Scott Rehberg

No. 60, 79
- Position: Guard

Personal information
- Born: November 17, 1973 (age 52) Kalamazoo, Michigan, U.S.
- Listed height: 6 ft 8 in (2.03 m)
- Listed weight: 325 lb (147 kg)

Career information
- High school: Kalamazoo Central
- College: Central Michigan
- NFL draft: 1997: 7th round, 230th overall pick
- Expansion draft: 1999: 1st round, 3rd overall pick

Career history
- New England Patriots (1997–1998); Cleveland Browns (1999); Cincinnati Bengals (2000–2003); San Francisco 49ers (2004)*;
- * Offseason and/or practice squad member only

Awards and highlights
- First-team All-MAC (1996);

Career NFL statistics
- Games played: 79
- Games started: 27
- Fumble recoveries: 1
- Stats at Pro Football Reference

= Scott Rehberg =

American football player (born 1973)

Scott Joseph Rehberg (born November 17, 1973) is an American former professional football player who was a guard for seven seasons in the National Football League (NFL) for the New England Patriots, Cleveland Browns, and Cincinnati Bengals. He played college football for the Central Michigan Chippewas.
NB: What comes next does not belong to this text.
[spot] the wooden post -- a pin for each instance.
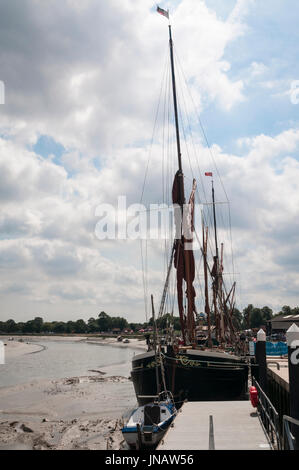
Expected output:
(260, 355)
(293, 354)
He was inducted into Central Michigan University's athletic Hall of Fame in 2014. He was a four-year letterwinner and three-year starter at left tackle. He earned first-team All-Mid-American Conference honors in 1996 and second-team in 1995. He helped CMU to the MAC championship in 1994, helping pave the way for three consecutive 1,000-yard rushers in Brian Pruitt (1994) and Silas Massey (1995 and 1996). Pruitt's 1,890-yard season in 1994 and Massey's 1,544-yard effort in 1996 remain the top two single-season rushing totals in CMU history. Rehberg was a key cog up front on the 1996 team that led the MAC in total offense and scoring, ranking as NCAA's 7th-best offense. He was named to the academic All-MAC team in 1995 and 1996, and was selected to play in the Hula Bowl, a college football all-star game, in 1997. Rehberg was selected by New England Patriots in 7th round of the 1997 NFL draft He played 79 NFL games, starting 27 over seven-year career.